The change to HFAs was not well-publicized, and many patients and doctors were taken by surprise.
Proper use of the HFA inhalers is also causing problems. The new ones have to be primed first, spraying up to as many as four quick spurts into the air, if they haven’t been used in a couple of weeks. Also, they carry a larger risk of clogging.

“If you don’t clean them regularly, they won’t dispense properly,” Williams said. “I carry one in my purse and in my car for emergencies. If I don’t take them out and clean them, then they won’t give out the right amount.”

Finally, Freudenberger said many patients can’t tell when the new inhalers are actually empty. With the CFC inhaler, patients could get a good feel for when there was still medication in the container.

“If you moved them back and forth, you could hear if any medication remained,” he said. “Also, you could put it in water. If it floated, it was empty.”
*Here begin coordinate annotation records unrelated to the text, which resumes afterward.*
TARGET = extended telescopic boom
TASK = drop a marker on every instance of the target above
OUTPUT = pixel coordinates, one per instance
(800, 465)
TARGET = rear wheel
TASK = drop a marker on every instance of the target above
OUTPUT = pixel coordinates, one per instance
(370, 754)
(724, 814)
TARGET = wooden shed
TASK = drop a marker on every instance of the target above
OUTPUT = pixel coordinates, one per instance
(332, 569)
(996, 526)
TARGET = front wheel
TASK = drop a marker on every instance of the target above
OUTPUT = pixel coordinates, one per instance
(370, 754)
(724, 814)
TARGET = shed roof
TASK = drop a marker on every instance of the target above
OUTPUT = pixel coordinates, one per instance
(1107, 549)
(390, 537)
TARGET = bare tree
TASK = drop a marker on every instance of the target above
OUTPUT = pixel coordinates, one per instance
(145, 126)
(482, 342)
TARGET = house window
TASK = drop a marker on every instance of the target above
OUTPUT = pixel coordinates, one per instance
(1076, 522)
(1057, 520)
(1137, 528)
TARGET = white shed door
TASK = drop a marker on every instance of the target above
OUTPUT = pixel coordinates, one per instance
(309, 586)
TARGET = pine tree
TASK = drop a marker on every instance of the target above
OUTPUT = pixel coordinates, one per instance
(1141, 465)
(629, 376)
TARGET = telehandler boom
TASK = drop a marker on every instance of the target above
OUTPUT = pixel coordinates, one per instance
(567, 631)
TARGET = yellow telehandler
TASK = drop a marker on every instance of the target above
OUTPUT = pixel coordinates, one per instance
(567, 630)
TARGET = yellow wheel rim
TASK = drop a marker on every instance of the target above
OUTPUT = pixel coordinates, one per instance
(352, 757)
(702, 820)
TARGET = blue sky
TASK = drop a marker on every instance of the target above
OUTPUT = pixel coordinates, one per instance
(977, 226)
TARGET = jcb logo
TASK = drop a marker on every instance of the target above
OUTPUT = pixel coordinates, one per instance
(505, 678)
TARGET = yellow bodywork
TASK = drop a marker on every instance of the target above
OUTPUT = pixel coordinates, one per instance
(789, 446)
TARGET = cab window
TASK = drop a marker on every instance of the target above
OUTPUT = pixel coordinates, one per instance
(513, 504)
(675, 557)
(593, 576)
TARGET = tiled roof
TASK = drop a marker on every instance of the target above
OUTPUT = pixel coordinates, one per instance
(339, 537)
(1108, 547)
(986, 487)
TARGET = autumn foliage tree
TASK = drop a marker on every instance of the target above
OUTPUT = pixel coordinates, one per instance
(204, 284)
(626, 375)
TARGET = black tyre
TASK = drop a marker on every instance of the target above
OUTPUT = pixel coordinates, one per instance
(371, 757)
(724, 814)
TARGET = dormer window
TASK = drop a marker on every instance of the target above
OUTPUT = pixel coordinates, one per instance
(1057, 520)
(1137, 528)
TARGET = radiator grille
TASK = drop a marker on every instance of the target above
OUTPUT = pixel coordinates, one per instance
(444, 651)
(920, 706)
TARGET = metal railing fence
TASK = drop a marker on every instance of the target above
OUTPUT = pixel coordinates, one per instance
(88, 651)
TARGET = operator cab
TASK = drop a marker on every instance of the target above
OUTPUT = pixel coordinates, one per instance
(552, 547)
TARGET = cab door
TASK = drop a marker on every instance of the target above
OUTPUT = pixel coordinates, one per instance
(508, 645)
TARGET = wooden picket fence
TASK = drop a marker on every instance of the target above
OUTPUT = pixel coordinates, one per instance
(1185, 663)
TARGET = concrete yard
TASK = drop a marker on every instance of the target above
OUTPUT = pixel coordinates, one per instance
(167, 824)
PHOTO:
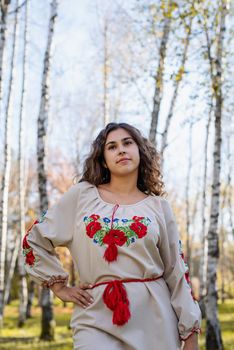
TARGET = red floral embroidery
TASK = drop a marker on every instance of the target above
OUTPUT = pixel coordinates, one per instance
(115, 232)
(94, 217)
(92, 228)
(138, 218)
(25, 242)
(139, 228)
(115, 237)
(30, 258)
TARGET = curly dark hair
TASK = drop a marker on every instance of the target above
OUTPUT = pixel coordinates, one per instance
(149, 173)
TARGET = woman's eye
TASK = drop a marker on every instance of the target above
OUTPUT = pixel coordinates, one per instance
(128, 142)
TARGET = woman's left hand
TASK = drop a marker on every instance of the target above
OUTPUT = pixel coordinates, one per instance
(191, 343)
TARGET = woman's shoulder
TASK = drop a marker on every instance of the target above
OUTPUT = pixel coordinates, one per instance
(83, 185)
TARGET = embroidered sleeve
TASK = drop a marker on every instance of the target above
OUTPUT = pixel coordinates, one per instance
(55, 228)
(176, 275)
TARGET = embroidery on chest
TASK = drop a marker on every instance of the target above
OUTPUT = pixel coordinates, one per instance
(116, 232)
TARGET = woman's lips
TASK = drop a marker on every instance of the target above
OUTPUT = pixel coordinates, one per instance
(123, 160)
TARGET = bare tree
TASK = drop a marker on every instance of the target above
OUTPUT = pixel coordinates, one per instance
(47, 330)
(178, 78)
(6, 174)
(23, 291)
(158, 90)
(213, 333)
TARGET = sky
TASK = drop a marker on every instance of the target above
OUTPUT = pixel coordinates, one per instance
(73, 89)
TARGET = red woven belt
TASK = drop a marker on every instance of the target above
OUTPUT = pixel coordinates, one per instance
(116, 299)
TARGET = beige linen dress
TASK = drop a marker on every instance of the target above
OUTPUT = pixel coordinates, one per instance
(162, 311)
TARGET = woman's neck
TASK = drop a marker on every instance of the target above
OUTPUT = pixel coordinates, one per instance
(123, 186)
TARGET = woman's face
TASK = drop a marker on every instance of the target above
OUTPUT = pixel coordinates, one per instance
(121, 153)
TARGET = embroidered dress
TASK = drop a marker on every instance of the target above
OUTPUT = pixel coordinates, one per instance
(132, 255)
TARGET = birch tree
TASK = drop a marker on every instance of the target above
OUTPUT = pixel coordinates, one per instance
(23, 292)
(3, 14)
(179, 75)
(6, 173)
(47, 325)
(158, 89)
(213, 333)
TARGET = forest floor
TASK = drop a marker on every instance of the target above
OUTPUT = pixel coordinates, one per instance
(27, 337)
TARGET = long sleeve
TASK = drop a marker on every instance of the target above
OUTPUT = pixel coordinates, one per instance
(177, 277)
(55, 228)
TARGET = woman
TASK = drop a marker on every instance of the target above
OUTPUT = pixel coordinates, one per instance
(134, 292)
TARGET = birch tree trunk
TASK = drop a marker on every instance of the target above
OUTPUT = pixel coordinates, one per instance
(213, 333)
(3, 14)
(6, 175)
(178, 79)
(106, 69)
(158, 91)
(188, 251)
(11, 270)
(203, 269)
(47, 322)
(23, 291)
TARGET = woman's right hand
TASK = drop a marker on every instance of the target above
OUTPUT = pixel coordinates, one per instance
(77, 295)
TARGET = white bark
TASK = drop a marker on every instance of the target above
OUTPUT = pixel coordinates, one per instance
(158, 91)
(203, 276)
(106, 70)
(23, 292)
(6, 175)
(213, 334)
(188, 177)
(178, 80)
(47, 330)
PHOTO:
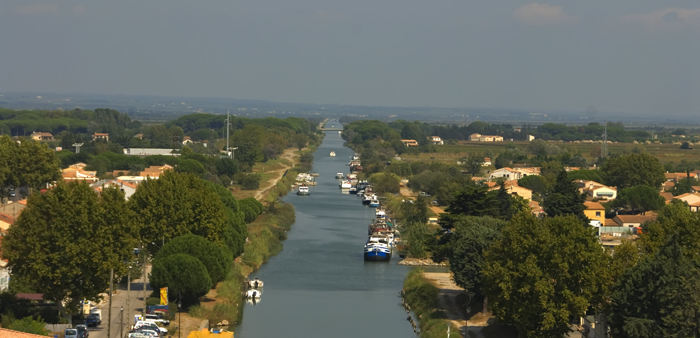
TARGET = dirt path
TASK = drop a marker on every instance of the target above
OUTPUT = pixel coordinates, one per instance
(288, 157)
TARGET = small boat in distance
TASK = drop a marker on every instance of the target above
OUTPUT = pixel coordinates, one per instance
(303, 190)
(255, 283)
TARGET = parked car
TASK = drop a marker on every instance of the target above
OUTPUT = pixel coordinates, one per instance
(150, 326)
(83, 331)
(71, 333)
(156, 319)
(92, 320)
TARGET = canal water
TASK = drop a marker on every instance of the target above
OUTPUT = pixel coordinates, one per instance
(319, 285)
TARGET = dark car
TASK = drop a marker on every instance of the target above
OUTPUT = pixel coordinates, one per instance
(83, 331)
(92, 320)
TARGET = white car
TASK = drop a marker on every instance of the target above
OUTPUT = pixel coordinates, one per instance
(150, 325)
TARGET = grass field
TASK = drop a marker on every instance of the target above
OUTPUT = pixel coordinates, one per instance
(666, 152)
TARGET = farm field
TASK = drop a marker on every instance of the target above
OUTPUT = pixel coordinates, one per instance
(665, 152)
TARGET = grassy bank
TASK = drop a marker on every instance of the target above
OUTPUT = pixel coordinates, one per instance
(265, 236)
(422, 296)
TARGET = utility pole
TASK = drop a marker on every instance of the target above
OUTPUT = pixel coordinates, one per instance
(228, 116)
(605, 139)
(109, 311)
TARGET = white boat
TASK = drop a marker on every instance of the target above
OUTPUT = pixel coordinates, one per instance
(303, 190)
(253, 294)
(255, 283)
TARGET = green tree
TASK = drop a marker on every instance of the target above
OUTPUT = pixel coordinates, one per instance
(210, 254)
(177, 204)
(564, 198)
(67, 240)
(474, 163)
(641, 198)
(385, 182)
(183, 275)
(658, 297)
(541, 273)
(634, 169)
(471, 237)
(30, 325)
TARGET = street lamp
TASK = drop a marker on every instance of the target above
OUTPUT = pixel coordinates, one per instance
(121, 321)
(179, 316)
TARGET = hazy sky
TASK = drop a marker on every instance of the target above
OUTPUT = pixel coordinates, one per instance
(636, 56)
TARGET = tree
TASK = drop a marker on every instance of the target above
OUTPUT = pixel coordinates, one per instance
(472, 236)
(67, 240)
(658, 297)
(541, 273)
(183, 275)
(634, 169)
(564, 198)
(641, 198)
(385, 182)
(301, 140)
(211, 255)
(473, 201)
(177, 204)
(474, 163)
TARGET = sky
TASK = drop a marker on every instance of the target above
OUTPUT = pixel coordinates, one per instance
(639, 57)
You can’t do either with the HFAs. When the medication is spent, there still remains some propellant.
Patients are frustrated, and some are turning to unusual places for answers.
posted by Kirth Gerson (185 comments total) 14 users marked this as a favorite
 
My wife just had to get hers refilled and was pretty shocked at the cost. The pharmacist was able to scrounge up a $15 off coupon for her to use, so you may want to ask about that if cost is an issue.
posted by Rock Steady at 4:02 PM on June 13, 2009


My partner has asthma and uses one of HFA inhalers occasionally. He reports that his inhaler works reasonably well for him, but the cost difference is indeed considerable, and that his insurance does not cover most of the cost increase.
posted by Blazecock Pileon at 4:03 PM on June 13, 2009


Never used anything but Turbohalers, which work perfectly fine for me, but a quick googling indicates that you're supposed to hate them, at least if you live in the US or the UK. Hmm.
posted by effbot at 4:05 PM on June 13, 2009 [1 favorite]


Sucks to their assmar
posted by 7segment at 4:05 PM on June 13, 2009 [19 favorites]


That's not comic sans.
posted by milnak at 4:05 PM on June 13, 2009


You can’t do either with the HFAs. When the medication is spent, there still remains some propellant.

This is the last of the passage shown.